緊急事態宣言が延長、神経をとがらせ営業再開
遊園地や劇場、賑わう百貨店も、居酒屋店主は険しい表情
東京、大阪、京都、兵庫の4都府県で31日までの延長期間に入った緊急事態宣言。12日、条件付きで営業を再開した都内の遊園地や劇場は感染対策に神経をとがらせ、新たに宣言の対象となった愛知、福岡両県では、酒を提供できなくなった居酒屋の店主が「採算が取れない」と表情を曇らせるなどした。

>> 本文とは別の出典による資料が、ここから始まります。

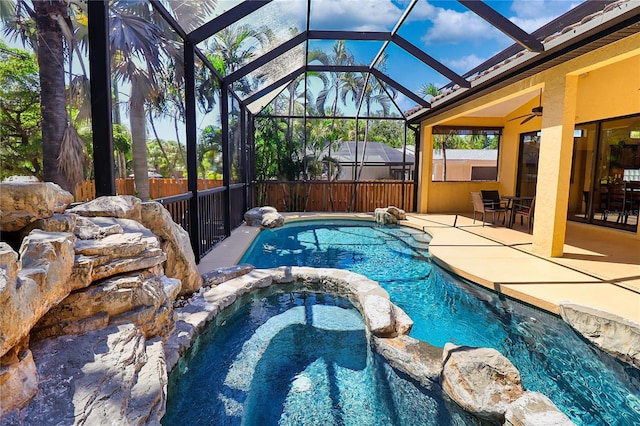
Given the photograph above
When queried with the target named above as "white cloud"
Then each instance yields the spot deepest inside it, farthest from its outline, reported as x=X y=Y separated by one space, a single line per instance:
x=533 y=14
x=367 y=15
x=463 y=63
x=450 y=26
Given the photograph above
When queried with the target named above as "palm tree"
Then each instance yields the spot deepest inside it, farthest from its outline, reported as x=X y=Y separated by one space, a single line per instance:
x=340 y=55
x=357 y=86
x=141 y=51
x=429 y=89
x=43 y=25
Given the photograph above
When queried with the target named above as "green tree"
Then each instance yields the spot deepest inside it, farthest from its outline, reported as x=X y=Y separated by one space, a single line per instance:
x=429 y=89
x=20 y=140
x=143 y=48
x=46 y=26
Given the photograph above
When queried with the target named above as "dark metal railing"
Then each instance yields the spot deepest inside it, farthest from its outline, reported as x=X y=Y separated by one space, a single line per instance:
x=211 y=213
x=178 y=206
x=238 y=204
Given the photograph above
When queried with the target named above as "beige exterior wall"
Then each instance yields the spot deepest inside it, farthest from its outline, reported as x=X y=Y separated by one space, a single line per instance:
x=604 y=83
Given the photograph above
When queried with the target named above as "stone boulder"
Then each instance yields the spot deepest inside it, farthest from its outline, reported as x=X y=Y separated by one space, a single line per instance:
x=175 y=242
x=378 y=315
x=43 y=280
x=136 y=248
x=109 y=376
x=535 y=409
x=141 y=298
x=396 y=212
x=480 y=380
x=265 y=217
x=418 y=359
x=24 y=202
x=389 y=215
x=119 y=206
x=616 y=335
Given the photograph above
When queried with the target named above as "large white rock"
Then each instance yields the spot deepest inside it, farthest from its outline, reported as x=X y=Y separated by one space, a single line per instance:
x=418 y=359
x=265 y=217
x=47 y=262
x=612 y=333
x=535 y=409
x=24 y=202
x=480 y=380
x=120 y=206
x=181 y=261
x=378 y=314
x=138 y=297
x=111 y=376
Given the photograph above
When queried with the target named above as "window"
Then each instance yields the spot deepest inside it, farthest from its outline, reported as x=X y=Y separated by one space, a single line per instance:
x=605 y=174
x=462 y=154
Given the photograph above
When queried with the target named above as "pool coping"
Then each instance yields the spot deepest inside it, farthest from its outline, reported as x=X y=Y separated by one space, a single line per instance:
x=501 y=262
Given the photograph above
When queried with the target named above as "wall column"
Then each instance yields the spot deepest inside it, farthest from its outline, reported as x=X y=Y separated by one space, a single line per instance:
x=554 y=170
x=425 y=163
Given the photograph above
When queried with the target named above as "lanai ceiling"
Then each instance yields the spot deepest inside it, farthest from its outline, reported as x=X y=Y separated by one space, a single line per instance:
x=401 y=45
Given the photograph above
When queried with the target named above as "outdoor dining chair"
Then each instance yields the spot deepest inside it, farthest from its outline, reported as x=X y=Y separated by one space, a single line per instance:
x=525 y=210
x=480 y=207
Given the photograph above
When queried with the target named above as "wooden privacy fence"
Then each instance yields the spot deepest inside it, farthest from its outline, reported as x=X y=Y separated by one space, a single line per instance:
x=158 y=188
x=336 y=196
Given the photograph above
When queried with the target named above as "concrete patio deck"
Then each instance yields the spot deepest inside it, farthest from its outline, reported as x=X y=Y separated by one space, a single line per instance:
x=598 y=269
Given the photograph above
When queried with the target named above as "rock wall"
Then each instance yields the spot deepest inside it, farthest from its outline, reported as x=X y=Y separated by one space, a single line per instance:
x=89 y=304
x=80 y=272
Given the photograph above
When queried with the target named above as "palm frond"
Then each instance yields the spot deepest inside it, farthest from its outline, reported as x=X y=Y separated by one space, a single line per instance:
x=73 y=156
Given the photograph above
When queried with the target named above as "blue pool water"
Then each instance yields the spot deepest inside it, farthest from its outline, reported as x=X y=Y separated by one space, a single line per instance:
x=296 y=359
x=588 y=385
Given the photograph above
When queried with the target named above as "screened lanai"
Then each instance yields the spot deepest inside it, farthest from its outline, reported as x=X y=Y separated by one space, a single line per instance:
x=225 y=78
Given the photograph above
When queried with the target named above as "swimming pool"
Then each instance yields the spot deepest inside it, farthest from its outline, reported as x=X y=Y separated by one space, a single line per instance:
x=588 y=385
x=296 y=358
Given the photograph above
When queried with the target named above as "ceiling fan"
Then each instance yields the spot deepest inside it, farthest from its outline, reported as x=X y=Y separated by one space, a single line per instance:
x=535 y=112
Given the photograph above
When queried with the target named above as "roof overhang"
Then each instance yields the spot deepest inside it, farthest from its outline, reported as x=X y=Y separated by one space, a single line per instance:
x=615 y=24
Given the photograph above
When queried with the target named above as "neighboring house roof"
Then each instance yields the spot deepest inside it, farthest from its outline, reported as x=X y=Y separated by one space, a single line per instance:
x=467 y=154
x=376 y=154
x=554 y=44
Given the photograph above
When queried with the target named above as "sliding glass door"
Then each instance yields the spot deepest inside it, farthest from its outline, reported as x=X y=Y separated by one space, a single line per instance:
x=605 y=174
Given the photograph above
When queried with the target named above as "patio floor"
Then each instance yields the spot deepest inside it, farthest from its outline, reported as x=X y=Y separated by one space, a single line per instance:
x=598 y=269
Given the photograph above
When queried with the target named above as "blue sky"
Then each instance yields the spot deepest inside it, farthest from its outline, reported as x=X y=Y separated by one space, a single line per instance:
x=446 y=30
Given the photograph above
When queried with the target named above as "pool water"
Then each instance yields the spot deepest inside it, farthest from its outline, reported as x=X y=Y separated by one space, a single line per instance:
x=296 y=359
x=590 y=386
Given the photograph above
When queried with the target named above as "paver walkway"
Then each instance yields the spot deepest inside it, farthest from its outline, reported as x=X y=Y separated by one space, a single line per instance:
x=598 y=269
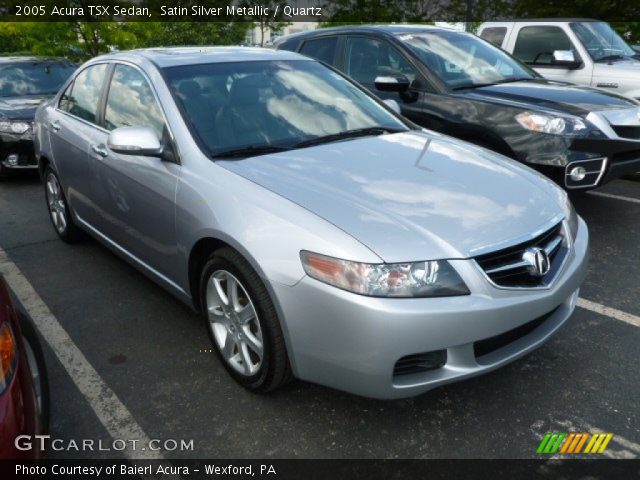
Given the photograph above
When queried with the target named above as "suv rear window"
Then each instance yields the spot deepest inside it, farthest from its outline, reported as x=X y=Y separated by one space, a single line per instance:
x=323 y=49
x=494 y=35
x=535 y=45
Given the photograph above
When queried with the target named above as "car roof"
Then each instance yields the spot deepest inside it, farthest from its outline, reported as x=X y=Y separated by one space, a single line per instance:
x=391 y=29
x=545 y=20
x=176 y=56
x=25 y=59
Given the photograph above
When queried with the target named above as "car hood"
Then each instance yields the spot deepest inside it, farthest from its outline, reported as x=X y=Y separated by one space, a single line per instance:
x=411 y=196
x=21 y=108
x=558 y=96
x=627 y=69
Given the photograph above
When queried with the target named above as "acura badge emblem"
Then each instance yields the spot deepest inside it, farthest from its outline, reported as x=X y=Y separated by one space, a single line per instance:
x=537 y=260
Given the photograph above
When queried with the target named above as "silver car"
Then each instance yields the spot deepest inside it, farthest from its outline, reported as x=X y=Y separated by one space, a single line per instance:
x=321 y=235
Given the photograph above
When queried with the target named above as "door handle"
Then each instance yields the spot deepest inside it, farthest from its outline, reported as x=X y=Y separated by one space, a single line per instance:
x=100 y=150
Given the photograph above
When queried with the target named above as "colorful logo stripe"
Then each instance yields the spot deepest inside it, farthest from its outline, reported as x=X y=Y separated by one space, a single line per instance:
x=564 y=443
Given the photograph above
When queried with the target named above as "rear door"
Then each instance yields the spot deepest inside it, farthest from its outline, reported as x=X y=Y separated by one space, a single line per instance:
x=72 y=125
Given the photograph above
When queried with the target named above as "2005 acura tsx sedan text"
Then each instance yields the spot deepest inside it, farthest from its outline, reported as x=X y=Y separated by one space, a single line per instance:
x=323 y=236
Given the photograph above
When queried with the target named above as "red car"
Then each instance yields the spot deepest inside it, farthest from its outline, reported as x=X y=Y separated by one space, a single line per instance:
x=24 y=391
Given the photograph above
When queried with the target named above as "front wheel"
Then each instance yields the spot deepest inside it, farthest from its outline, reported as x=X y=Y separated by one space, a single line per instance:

5000人以下などの条件付きで観客の受け入れが可能となった新国立劇場(東京都渋谷区)。1人で観劇に来た千葉県松戸市の主婦(47)は「上演されることになってよかった。静かに見て帰る」と語った。横浜市の無職高浜由喜枝さん(70)は、美術館や博物館には休業要請が続くことに触れ、「演劇もだまって見るのだから同じ。線引きがおかしい」と首をかしげた。
東京・浅草の遊園地「花やしき」は18日ぶりに営業を再開。酒の販売や持ち込みを禁止し、「マスクを鼻の上まで上げて」と来場者に呼び掛けるなど、感染対策に神経をとがらせていた。2歳の男児を連れた墨田区の会社員男性(31)は2カ月ぶりの来園といい、「やっと来ることができた」と笑顔を見せた。
新たに対象に加わった愛知県。県内の感染者数が過去最多を記録する中、JR名古屋駅(名古屋市)に直結する大型百貨店は高齢者らでにぎわっていた。総菜などを求めて訪れた同市の主婦相川孝子さん(86)は「百貨店での買い物は楽しい。ここでしか買えないものもある」と宣言下の営業を歓迎。自宅修繕のための建材を買いに来た同市の無職北村史朗さん(79)は、3度目の宣言にうんざりした様子で「(この1年間で)感染者数は減っていない」と吐き捨てるように言った。
酒類・カラオケを提供する飲食店に休業要請が出た福岡県。最大の歓楽街・中洲では、多くの店が立ち並ぶ通りににぎわいはなく、辺りは暗いままだった。
「酒、飲めますか?」。午後6時ごろ、若い男性が居酒屋ののれんをくぐったが、男性店長(34)が「お酒はやっていない」と返事をするとすぐに出て行った。初めての酒無し営業となったこの日、同店で食事をした客はほとんどなく、店長は「これでは採算は取れない」と厳しい表情を浮かべた。